Zu Protokoll des Rechtspflegers des Amtsgerichts Bad Segeberg vom 9. Juli 2012 beantragte die Beteiligte zu 1. die Erteilung eines Erbscheins nach gesetzlicher Erbfolge. Erteilt werden sollte ein gemeinschaftlicher Erbschein dahin, dass der Erblasser beerbt worden sei von der Beteiligten zu 1. zu 2/3 des Nachlasses und von der Beteiligten zu 2. zu 1/3 des Nachlasses.Diesem Erbscheinsantrag ist die Beteiligte zu 2. mit Anwaltsschriftsatz vom 6. August 2012 entgegengetreten und hat zugleich beantragt, einen Erbschein dahingehend zu erlassen, dass der Erblasser beerbt worden sei von der Beteiligten zu 1. und der Beteiligten zu 2. zu je 1/2 des Nachlasses. (...)
Mit dem angefochtenen Beschluss hat das Amtsgericht die zur Erteilung eines Erbscheins gemäß Antrag der Beteiligten zu 1. erforderlichen Tatsachen für festgestellt erachtet und angekündigt, einen Erbschein dahin zu erlassen, dass der Erblasser beerbt worden ist von der Beteiligten zu 1. zu 2/3 des Nachlasses und von der Beteiligten zu 2. zu 1/3 des Nachlasses.
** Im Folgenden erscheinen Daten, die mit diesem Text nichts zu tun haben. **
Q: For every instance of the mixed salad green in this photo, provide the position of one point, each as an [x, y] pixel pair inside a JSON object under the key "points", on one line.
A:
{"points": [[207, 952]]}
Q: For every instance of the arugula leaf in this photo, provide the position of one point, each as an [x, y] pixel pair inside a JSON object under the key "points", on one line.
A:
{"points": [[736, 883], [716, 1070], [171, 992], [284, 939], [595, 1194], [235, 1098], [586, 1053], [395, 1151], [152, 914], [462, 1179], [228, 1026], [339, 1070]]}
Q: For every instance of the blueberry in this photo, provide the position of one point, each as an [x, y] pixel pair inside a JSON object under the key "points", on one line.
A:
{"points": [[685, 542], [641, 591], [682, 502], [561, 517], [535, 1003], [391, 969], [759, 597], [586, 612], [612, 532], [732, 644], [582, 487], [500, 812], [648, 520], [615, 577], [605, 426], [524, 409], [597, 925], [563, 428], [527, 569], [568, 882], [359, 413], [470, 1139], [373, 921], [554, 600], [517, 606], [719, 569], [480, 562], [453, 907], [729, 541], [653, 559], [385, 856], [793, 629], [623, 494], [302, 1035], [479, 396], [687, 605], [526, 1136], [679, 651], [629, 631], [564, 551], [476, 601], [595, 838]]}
Es hat die sofortige Wirksamkeit des Beschlusses ausgesetzt und die Erteilung des Erbscheins bis zur Rechtskraft des Beschlusses zurückgestellt.
Aus den Gründen
Die Beschwerde ist nach den §§ 58 ff FamFG zulässig und hat auch in der Sache Erfolg. Entgegen der Auffassung des Amtsgerichts ist § 1371 Abs. 1 BGB anzuwenden, weshalb der Erbscheinsantrag der Beteiligten zu 1. zurückzuweisen ist.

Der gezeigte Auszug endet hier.